A Senegalese opposition leader, ex-prime minister Macky Sall, on Friday accused President Abdoulaye Wade’s regime of recruiting mercenaries from countries such as Ivory Coast.
Sall, who is also a former interior minister, told foreign journalists in Dakar that Wade’s regime had “recruited mercenaries with bloodstained hands from Ivory Coast, Guinea and Nigeria” to be used to “kidnap opponents and civil society members.”

He claimed some 400 of the alleged mercenaries had “entered the national territory through the southern border” which separates Senegal from Guinea and Guinea-Bissau.

“The regime only has terror left to maintain it,” said Sall, presidential candidate and leader of the Republic Alliance, which was created after the last legislative elections and currently holds no seats in parliament.
Wade’s regime is facing growing unrest over crippling power cuts which have led to riots across the country and saw the government deploy extra troops earlier this week.
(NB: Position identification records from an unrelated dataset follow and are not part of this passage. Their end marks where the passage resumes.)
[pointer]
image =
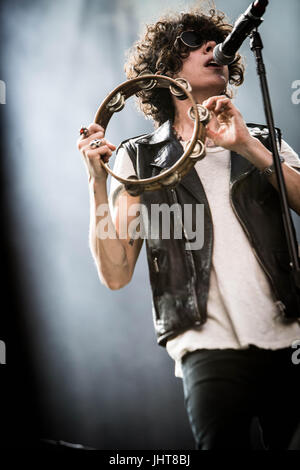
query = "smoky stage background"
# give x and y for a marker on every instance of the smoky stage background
(82, 363)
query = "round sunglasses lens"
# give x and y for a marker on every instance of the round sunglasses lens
(191, 39)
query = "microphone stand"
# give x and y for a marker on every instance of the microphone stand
(256, 46)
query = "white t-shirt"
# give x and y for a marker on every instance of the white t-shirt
(240, 307)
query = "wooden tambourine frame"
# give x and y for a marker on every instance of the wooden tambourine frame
(194, 149)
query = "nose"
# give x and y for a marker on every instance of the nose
(209, 46)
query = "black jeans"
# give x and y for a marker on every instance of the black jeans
(225, 389)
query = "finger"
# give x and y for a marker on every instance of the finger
(222, 105)
(212, 102)
(96, 128)
(94, 153)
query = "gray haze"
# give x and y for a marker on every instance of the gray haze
(104, 381)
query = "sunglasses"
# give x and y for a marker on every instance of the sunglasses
(194, 39)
This followed angry riots on June 23 over the 85-year-old’s efforts to change election laws and criticism over his efforts to seek a third term in office.
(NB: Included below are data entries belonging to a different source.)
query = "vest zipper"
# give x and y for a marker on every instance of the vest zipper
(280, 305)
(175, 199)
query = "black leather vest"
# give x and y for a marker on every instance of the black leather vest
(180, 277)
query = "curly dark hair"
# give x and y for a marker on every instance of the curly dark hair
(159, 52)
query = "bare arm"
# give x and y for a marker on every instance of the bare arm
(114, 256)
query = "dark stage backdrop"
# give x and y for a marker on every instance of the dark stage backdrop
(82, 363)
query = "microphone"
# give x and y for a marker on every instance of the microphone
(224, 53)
Wade has since shelved the constitutional revisions which would have added a vice president to the presidential ticket for next year’s polls, and dropped the winning threshold for a first-round victory to 25 percent of votes from the current 50 percent.
Wade’s critics saw the measures as a scheme by the president to avoid a second round of voting and line up his 42-year-old son Karim Wade, already a government minister, for succession.